Na Promotoria, do ponto de vista jurídico, a situação de Arlindo pode ser resolvida com relativa facilidade. Reúnem-se alguns documentos, requisitam-se diligências de costume, e, dentro de poucos dias, já estão em andamento um inquérito policial e um processo contra os filhos que abandonaram o pai doente. No campo criminal, o promotor busca a punição dos filhos ingratos; com o processo cível o que se pretende é uma decisão do juiz obrigando os filhos a cuidarem pessoalmente do pai, com a alternativa de custearem as despesas relativas à contratação de um cuidador habilitado.

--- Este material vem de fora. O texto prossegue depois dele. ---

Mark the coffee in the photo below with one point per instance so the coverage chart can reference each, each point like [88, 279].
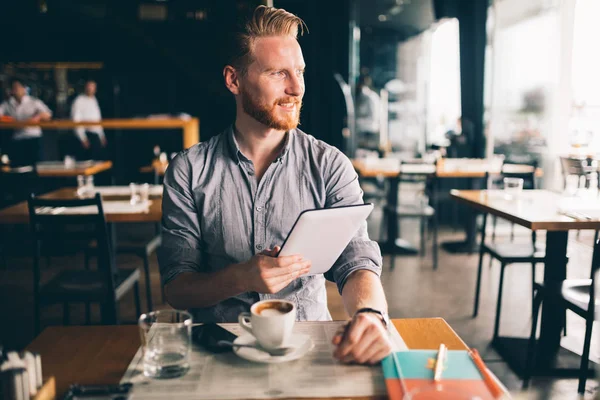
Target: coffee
[271, 322]
[272, 308]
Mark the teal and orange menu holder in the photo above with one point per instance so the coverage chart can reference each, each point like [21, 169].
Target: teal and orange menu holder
[460, 374]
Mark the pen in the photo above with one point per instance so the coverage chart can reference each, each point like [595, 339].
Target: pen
[489, 381]
[439, 363]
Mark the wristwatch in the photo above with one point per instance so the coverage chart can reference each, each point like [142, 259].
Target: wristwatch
[385, 319]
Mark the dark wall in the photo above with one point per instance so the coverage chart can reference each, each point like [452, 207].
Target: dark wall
[472, 16]
[175, 65]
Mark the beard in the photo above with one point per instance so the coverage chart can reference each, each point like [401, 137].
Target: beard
[266, 114]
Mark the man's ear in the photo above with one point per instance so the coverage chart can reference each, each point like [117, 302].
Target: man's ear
[232, 81]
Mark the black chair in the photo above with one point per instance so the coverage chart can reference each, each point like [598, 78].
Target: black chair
[106, 285]
[418, 209]
[506, 254]
[16, 184]
[577, 295]
[142, 248]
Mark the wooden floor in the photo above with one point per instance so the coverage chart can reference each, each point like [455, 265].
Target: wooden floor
[413, 289]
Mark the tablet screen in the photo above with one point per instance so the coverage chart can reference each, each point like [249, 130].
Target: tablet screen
[321, 235]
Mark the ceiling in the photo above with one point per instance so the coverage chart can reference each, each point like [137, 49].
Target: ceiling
[405, 17]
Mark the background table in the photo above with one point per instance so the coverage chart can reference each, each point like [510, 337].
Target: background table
[189, 127]
[536, 210]
[19, 213]
[101, 354]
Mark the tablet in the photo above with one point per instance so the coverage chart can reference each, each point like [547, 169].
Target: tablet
[321, 235]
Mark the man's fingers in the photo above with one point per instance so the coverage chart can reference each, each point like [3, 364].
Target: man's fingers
[286, 261]
[352, 338]
[284, 277]
[367, 340]
[289, 270]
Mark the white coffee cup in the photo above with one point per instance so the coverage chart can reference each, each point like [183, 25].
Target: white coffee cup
[270, 321]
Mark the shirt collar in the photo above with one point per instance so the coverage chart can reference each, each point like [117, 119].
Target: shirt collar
[237, 155]
[14, 101]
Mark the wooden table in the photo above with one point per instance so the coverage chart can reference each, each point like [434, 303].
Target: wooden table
[445, 168]
[57, 169]
[189, 127]
[101, 354]
[19, 213]
[157, 168]
[536, 210]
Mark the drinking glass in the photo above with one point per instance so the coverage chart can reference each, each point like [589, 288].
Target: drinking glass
[144, 190]
[89, 183]
[166, 343]
[81, 188]
[135, 197]
[513, 187]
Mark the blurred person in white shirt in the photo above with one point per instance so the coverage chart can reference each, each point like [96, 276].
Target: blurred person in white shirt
[368, 104]
[90, 143]
[25, 146]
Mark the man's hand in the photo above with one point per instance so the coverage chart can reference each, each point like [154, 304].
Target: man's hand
[364, 340]
[265, 273]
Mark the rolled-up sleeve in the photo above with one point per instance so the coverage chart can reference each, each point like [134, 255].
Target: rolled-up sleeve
[181, 235]
[361, 253]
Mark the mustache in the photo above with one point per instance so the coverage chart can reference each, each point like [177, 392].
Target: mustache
[284, 100]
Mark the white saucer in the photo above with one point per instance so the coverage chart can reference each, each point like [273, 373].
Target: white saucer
[301, 343]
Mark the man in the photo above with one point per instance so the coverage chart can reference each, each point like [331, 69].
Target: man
[90, 142]
[25, 147]
[368, 106]
[228, 201]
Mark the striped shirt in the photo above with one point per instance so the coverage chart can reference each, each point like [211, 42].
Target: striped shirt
[26, 109]
[216, 213]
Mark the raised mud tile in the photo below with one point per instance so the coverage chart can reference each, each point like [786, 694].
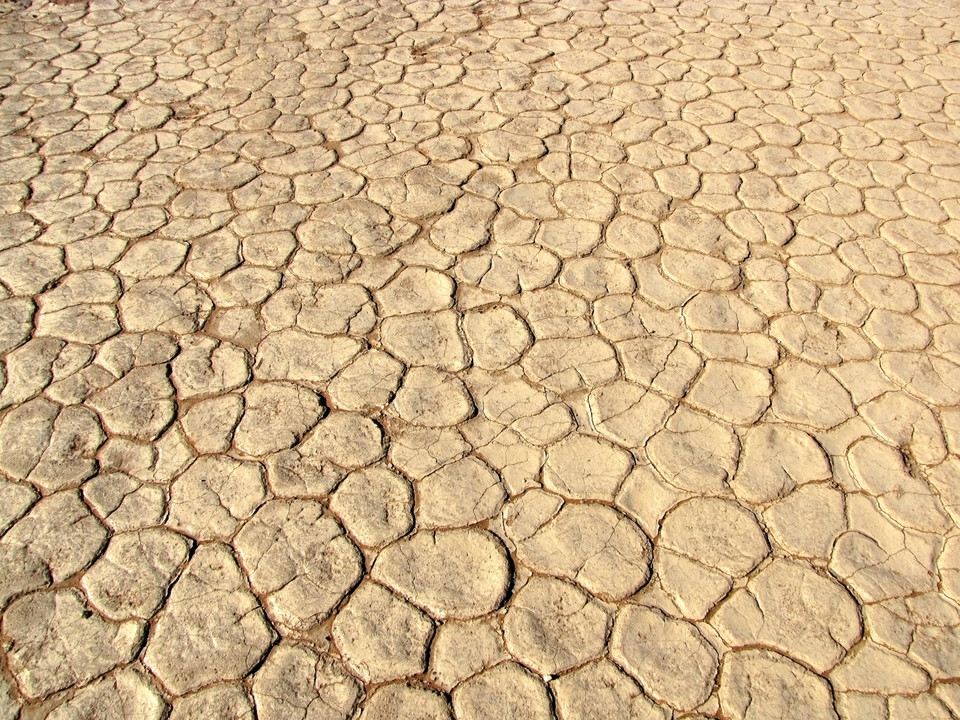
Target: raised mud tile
[59, 536]
[462, 649]
[396, 701]
[57, 642]
[505, 692]
[775, 460]
[275, 417]
[350, 440]
[211, 628]
[432, 398]
[808, 395]
[736, 393]
[590, 544]
[583, 468]
[430, 339]
[565, 365]
[717, 533]
[375, 504]
[816, 625]
[449, 573]
[757, 684]
[139, 405]
[497, 337]
[600, 688]
[212, 498]
[300, 560]
[381, 636]
[647, 644]
[130, 580]
[694, 452]
[462, 493]
[218, 702]
[296, 682]
[129, 693]
[294, 355]
[553, 626]
[368, 383]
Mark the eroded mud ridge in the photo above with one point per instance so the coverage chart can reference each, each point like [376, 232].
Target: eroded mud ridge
[480, 360]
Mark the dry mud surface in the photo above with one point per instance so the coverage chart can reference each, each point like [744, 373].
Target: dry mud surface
[479, 360]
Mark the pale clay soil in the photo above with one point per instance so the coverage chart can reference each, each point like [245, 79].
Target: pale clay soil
[478, 359]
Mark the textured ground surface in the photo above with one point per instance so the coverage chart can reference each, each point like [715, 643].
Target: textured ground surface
[480, 360]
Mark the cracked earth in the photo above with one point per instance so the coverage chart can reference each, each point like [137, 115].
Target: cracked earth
[479, 360]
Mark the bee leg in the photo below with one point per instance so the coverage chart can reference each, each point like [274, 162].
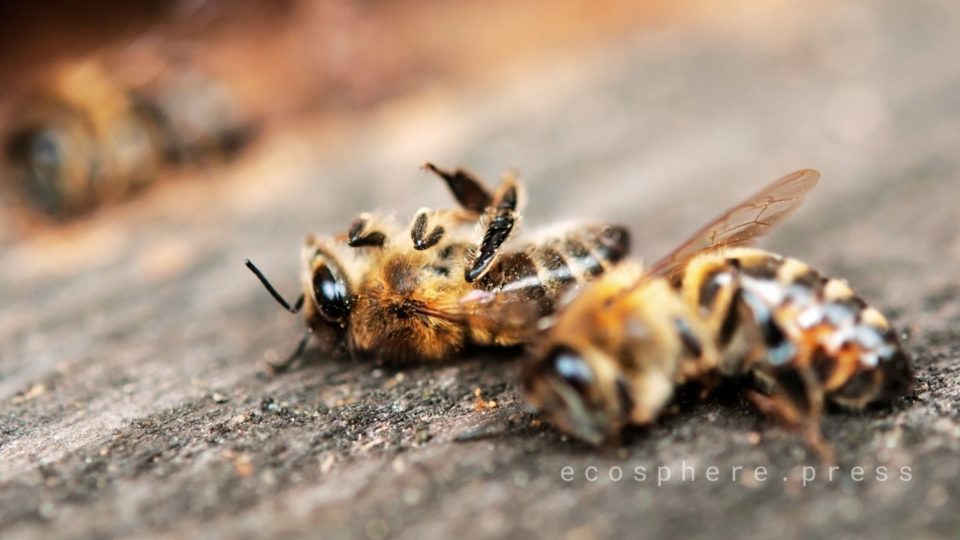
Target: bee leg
[292, 360]
[466, 188]
[501, 218]
[361, 234]
[418, 231]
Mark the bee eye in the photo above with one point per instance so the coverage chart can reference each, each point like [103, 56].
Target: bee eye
[330, 294]
[570, 366]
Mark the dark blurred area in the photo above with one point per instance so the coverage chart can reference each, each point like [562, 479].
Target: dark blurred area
[150, 147]
[104, 98]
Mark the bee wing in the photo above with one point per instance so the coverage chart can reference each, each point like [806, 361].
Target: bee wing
[742, 224]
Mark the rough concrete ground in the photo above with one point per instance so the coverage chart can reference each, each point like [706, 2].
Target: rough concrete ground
[132, 394]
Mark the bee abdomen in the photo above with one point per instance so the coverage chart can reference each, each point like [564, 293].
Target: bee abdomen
[771, 312]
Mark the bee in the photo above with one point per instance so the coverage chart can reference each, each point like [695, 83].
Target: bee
[84, 138]
[451, 279]
[717, 309]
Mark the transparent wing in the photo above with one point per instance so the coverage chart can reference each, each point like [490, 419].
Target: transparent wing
[751, 219]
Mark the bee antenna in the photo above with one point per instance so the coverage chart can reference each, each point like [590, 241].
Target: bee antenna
[273, 292]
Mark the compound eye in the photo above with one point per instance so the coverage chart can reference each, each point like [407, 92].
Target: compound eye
[569, 365]
[330, 294]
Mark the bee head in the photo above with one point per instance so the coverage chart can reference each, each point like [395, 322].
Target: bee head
[328, 292]
[38, 155]
[576, 395]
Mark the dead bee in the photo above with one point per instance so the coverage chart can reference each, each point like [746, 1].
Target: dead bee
[449, 280]
[712, 309]
[86, 139]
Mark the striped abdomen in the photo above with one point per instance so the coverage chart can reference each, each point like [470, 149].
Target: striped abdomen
[781, 321]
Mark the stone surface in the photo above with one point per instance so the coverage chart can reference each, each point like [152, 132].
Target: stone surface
[133, 399]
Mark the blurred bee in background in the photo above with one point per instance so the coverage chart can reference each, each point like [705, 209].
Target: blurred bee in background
[714, 309]
[86, 138]
[450, 279]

Essas providências eu tomei, valendo-me do poder-dever que me conferem a Constituição e as leis. Mas o que gostaria mesmo de fazer, isso não me foi possível. E talvez não o seria também para qualquer outra pessoa.
Gostaria de restabelecer a união na família de Arlindo. De arrancar o egoísmo do coração de seus filhos, pois esse mal é a verdadeira causa do ódio que sentem pelo pai. Enfim, queria ser capaz de convencer os filhos de que o perdão faria bem para todos. Gostaria de fazê-los sentir-se no lugar do pai, que depois de dedicar a vida para criar sete filhos, como paga recebe desprezo e ódio.
Queria ainda fazê-los entender o sentido infalível da lei da semeadura. Por causa dela, logo, logo esses filhos viverão histórias semelhantes à de Arlindo. Todos.
Mas o que eu mais queria era devolver os anos de infância roubados da pequena Letícia. Não posso aceitar que uma menina órfã de mãe, com dez anos de idade, tenha, desde os sete, realizado sozinha a penosa tarefa de cuidadora do pai idoso e doente.
Por Dr. Nilton Kasctin Dos Santos (Promotor de Justiça e Professor)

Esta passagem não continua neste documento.